Turnover happens as water cools in the fall. Warm water rises, unless colder than 39.2 F. During ice fishing season, obviously the warmest water sinks, or else no surface layer of ice could exist. Summertime surface lake temperatures reach the mid-80s, and oxygen vanishes in the depths so that fish and other organisms cannot survive. As surface temperatures cool beneath the temperature levels of deeper layers of water, surface water sinks as deeper water rises. This is turnover. And by late October, the deepest water of Lake Hopatcong, about 50 feet, has turned over with oxygen re-established through all depths from the surface down.
Walleyes like rocky, deep drop-offs, and especially the deep edge of such structures. It’s unlike a walleye to suspend in 12 or 15 feet of water over these habitats perhaps 30 or 40 feet deep. But this is what they have to do every summer. It’s useless to try to catch Lake Hopatcong walleyes on the bottom in 12 to 15 feet of August water—these depths are choked with aquatic vegetation and are the lair of pickerel and largemouth bass.
Once turnover is occurring, walleyes re-establish themselves in favored habitat—and increase feeding. Since Lake Hopatcong is full of Omega oil rich alewife herring about two and a half to five inches long, walleyes enjoy a great health boost during the fall.
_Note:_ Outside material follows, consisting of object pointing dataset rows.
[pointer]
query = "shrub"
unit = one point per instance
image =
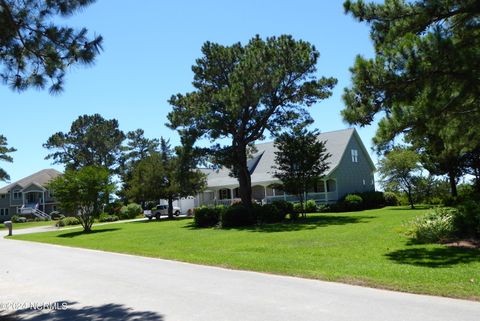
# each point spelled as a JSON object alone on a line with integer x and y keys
{"x": 56, "y": 215}
{"x": 105, "y": 217}
{"x": 206, "y": 216}
{"x": 237, "y": 216}
{"x": 114, "y": 207}
{"x": 130, "y": 211}
{"x": 373, "y": 199}
{"x": 284, "y": 207}
{"x": 18, "y": 219}
{"x": 436, "y": 226}
{"x": 269, "y": 213}
{"x": 467, "y": 221}
{"x": 310, "y": 206}
{"x": 353, "y": 202}
{"x": 70, "y": 220}
{"x": 391, "y": 199}
{"x": 297, "y": 207}
{"x": 403, "y": 199}
{"x": 41, "y": 219}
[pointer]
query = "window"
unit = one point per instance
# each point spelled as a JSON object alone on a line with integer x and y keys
{"x": 331, "y": 185}
{"x": 354, "y": 156}
{"x": 224, "y": 194}
{"x": 17, "y": 194}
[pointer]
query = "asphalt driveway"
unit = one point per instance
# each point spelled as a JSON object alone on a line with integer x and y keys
{"x": 49, "y": 282}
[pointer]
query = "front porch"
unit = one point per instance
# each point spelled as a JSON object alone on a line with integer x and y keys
{"x": 325, "y": 191}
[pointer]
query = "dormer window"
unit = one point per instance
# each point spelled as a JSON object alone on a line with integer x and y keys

Alewives typically school massively around such deep slopes scattered with rocks, hiding amongst themselves and around the corners and beneath edges of all obstructions present. These clouds of baitfish show up on graph recorders, often with the fish alarm squaking and the screen marking predators with them. In addition to walleyes, hybrid stripers may be there. We've nailed hybrids jigging. The take may be subtle, but Power Pro braid doesn't stretch--jamn the rod up and the fight's on.
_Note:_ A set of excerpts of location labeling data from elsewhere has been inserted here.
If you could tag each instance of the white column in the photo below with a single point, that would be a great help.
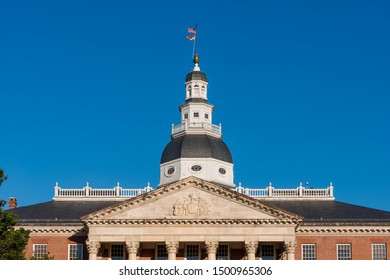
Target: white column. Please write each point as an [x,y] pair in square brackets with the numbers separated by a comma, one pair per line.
[93,249]
[211,248]
[290,250]
[251,248]
[132,249]
[172,248]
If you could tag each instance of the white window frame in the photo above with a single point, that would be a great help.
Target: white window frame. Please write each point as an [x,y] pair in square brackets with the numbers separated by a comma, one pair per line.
[123,252]
[225,257]
[193,244]
[261,250]
[384,248]
[35,251]
[161,258]
[307,245]
[79,251]
[350,251]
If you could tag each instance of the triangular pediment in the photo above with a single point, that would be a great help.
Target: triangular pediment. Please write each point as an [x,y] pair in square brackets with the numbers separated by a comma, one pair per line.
[194,199]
Basically two ways exist to fish walleyes from September all the way through ice fishing season until they prepare to spawn after ice-out: vertical jigging, and using live alewife herring. Casting or trolling half or full ounce lip-less crankbaits, such as Rat-L-Traps, may produce, but both jigging and live bait fishing are intensive methods that keep lure or bait before walleyes’ noses longer than trying to manage a plug in such deep water.
Rapala ice fishing jigs and Gotcha jiggers are classics. Both have hook eyes on top and are heavily weighted so that they can be allowed to drop directly under the boat, then jigged just off bottom by slowly drifting, using an electric motor to position, or anchoring. If live herring are preferred, it’s best to use up to three rods per angler, setting two out with half to one ounce egg sinkers above a barrel swivel and 30 inch leader to size six plain hook, and slowly retrieving another using the same rig.
I like to use six pound test, and have never had a big walleye snap the line. Set your drag at one third line test. A musky might cut right through, but they so rarely strike a jig or herring I don’t take them into account. But it does happen. Hasn't to me yet. Since we usually rent a boat from Dow’s Boat Rentals, and buy our herring here too, we always enjoy a story or two. The third weekend in October three years ago, a renter caught a 29 pound musky vertically jigging a Rapala ice fishing jig. The next day, which was the Sunday my son and I fished, he caught a 20 pound musky on the same lure. Every winter these jigs produce muskies through the ice, as well as quite a few walleyes.